Ordinanza di Cassazione Civile Sez. L Num. 1720 Anno 2026
Civile Ord. Sez. L Num. 1720 Anno 2026
Presidente: COGNOME NOME
Relatore: ARMONE NOME
Data pubblicazione: 26/01/2026
ORDINANZA
sul ricorso iscritto al n. 3452/2022 R.G. proposto da:
NOME COGNOME, NOME COGNOME, NOME COGNOMECOGNOME NOME COGNOMECOGNOME NOME COGNOME, NOME COGNOME, NOME COGNOME, rappresentati e difesi dall’avvocato NOME COGNOME unitamente all’avvocato NOME COGNOME
-ricorrente-
contro
Comune RAGIONE_SOCIALE, in persona del legale rappresentante pro tempore -intimato- avverso la sentenza della Corte d’Appello di RAGIONE_SOCIALE n. 700/2021 depositata il 21/07/2021.
Udita la relazione svolta nella camera di consiglio del 21/01/2026 dal Consigliere NOME COGNOME.
FATTI DI CAUSA
I signori NOME COGNOME, NOME COGNOME, NOME COGNOMECOGNOME NOME COGNOMECOGNOME NOME COGNOMECOGNOME NOME COGNOME e NOME COGNOME
ricorrono avverso la sentenza della Corte d’appello di RAGIONE_SOCIALE n. 700/2021, pubblicata il 21 luglio 2021, con cui è stata confermata la pronuncia di primo grado del Tribunale di RAGIONE_SOCIALE, che ne aveva rigettato gli originari ricorsi, volti a ottenere la condanna del Comune RAGIONE_SOCIALE RAGIONE_SOCIALE alla corresponsione delle somme corrispondenti agli adeguamenti contributivi loro spettanti, in qualità di lavoratori RAGIONE_SOCIALE (dipendenti comunali con contratto ‘Edili e affini’).

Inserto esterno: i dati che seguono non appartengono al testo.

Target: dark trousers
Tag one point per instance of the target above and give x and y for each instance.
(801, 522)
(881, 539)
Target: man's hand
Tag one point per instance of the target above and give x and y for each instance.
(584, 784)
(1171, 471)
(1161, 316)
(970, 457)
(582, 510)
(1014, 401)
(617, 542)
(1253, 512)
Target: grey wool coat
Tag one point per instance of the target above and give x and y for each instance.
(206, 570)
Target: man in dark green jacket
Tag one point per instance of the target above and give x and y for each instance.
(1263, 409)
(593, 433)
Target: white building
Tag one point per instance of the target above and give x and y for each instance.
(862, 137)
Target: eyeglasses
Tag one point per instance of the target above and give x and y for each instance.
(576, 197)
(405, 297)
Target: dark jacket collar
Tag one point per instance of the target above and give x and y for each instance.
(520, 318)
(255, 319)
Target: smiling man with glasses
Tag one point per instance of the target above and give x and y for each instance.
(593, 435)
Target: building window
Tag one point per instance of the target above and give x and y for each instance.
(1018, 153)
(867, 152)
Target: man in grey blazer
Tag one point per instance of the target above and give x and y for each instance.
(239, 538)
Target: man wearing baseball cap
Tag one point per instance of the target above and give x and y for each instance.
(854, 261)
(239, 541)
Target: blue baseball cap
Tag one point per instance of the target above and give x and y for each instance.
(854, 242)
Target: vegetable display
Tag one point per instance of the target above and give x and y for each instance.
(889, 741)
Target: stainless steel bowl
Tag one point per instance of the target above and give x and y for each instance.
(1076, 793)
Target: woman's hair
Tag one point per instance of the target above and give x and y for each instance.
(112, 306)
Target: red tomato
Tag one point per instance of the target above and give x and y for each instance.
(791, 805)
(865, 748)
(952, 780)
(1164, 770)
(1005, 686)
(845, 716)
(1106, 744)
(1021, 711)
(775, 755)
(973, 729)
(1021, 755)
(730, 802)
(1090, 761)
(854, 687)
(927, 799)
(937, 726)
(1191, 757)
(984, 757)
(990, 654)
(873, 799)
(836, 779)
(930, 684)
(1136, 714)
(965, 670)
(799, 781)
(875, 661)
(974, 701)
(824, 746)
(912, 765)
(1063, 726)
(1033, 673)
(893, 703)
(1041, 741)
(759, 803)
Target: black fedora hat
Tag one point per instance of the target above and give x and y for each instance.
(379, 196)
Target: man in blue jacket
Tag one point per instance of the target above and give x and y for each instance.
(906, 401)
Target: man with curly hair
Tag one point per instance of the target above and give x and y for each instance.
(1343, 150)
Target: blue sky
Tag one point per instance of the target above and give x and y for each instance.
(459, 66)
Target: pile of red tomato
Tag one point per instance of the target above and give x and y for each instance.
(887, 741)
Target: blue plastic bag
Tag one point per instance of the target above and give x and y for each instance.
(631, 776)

Il ricorso è affidato a tre motivi.
Il Comune RAGIONE_SOCIALE RAGIONE_SOCIALE è rimasto intimato.
RAGIONI DELLA DECISIONE
Il ricorso deve essere dichiarato improcedibile ai sensi dell’art. 369, secondo comma, n. 2, c.p.c., in quanto insieme con esso non è stata depositata copia autentica della sentenza impugnata.
Nulla va disposto sulle spese, essendo il Comune di RAGIONE_SOCIALE rimasto intimato. Ai sensi dell’art. 13, comma 1 -quater, del d.P.R. n. 115/2002, sussistono invece i presupposti processuali per il versamento, da parte dei ricorrenti , dell’ulteriore importo a titolo di contributo unificato pari a quello previsto per il ricorso a norma del comma 1-bis del citato art. 13, se dovuto.
P.Q.M.
La Corte dichiara improcedibile il ricorso.
Ai sensi dell’art. 13, comma 1 -quater, del d.P.R. n. 115/2002, dà atto della sussistenza dei presupposti processuali per il versamento, da parte del ricorrente, dell’ulteriore importo a titolo di contributo unificato pari a quello previsto per il ricorso a norma del comma 1-bis del citato art. 13, se dovuto.
Così deciso in Roma, nella camera di consiglio della Sezione Lavoro del 21 gennaio 2026.